天なびコラム

第6713話

2019年03月15日

さくら文化論

桜の開花が待ち遠しいのは日本人だけではないようです。アメリカでは、ワシントンDCの桜の名所であるタイダルベイスン(池のような入り江)のソメイヨシノの生長のようすを国立公園局が発表しています。今年は3月5日に緑色の芽が確認されました。この後、ピンク色の花びらが現れた日、満開になった日など、各生長段階に達した日付が国立公園局のホームページで発表されていくようです。

興味深いのは、日本の「開花」にあたる日付が無いことです。おそらく「標本木」が無いのでしょう。ソメイヨシノは一斉に咲くとはいえ、全ての蕾が同じ日に開き始めるわけではありません。そこで日本では、気象庁が「標本木」という代表の1本を決めて、その木の蕾が5〜6輪開けば「開花」ということにしています。

タイダルベイスンの桜の場合は、代表の1本の5〜6輪ではなく、全体の7割以上の蕾が開いた日付が記録されています。これはほぼ、日本で言うところの「満開」です。

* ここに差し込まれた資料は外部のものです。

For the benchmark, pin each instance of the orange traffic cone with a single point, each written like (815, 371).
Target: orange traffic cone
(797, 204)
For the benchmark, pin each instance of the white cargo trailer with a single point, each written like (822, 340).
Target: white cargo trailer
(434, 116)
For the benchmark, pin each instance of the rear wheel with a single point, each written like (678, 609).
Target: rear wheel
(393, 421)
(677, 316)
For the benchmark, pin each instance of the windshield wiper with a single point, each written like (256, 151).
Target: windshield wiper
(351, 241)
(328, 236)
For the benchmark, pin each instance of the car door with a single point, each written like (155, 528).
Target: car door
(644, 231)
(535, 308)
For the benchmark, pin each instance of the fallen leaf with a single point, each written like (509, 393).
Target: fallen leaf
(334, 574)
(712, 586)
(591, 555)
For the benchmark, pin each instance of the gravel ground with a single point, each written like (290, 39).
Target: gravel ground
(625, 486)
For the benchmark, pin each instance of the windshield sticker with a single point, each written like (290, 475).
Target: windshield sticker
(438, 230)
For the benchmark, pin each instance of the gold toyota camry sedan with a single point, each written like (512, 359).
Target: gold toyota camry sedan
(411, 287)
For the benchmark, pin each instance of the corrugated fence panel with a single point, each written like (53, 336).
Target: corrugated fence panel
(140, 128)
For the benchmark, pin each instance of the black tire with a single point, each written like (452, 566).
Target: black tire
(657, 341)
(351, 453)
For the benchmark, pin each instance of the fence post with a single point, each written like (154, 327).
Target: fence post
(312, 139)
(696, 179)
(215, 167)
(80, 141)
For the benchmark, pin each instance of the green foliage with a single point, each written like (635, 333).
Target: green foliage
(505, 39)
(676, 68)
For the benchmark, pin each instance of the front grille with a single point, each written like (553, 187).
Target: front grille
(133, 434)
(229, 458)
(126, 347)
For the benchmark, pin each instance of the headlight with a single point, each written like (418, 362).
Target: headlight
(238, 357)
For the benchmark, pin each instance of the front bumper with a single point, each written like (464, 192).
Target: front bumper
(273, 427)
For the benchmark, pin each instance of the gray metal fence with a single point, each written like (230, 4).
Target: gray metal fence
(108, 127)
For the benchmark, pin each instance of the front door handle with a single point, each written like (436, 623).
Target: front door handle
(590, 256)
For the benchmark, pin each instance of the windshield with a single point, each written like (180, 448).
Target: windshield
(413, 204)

お上が決めた代表ではなく、全体の多数意見(?)を重視するあたり、なんとも民主的といいますか、さすがは自由と平等を重んじる国、ということなのかもしれません。

天なびでは桜の開花予想日を発表して、開花前線を図にして掲載していますが、こうして「開花」で盛り上がること自体が、外国の方からすると独特で興味深いのかもしれませんね。桜への接し方を通して、文化の違いに思いをめぐらせてみるのも楽しいものです。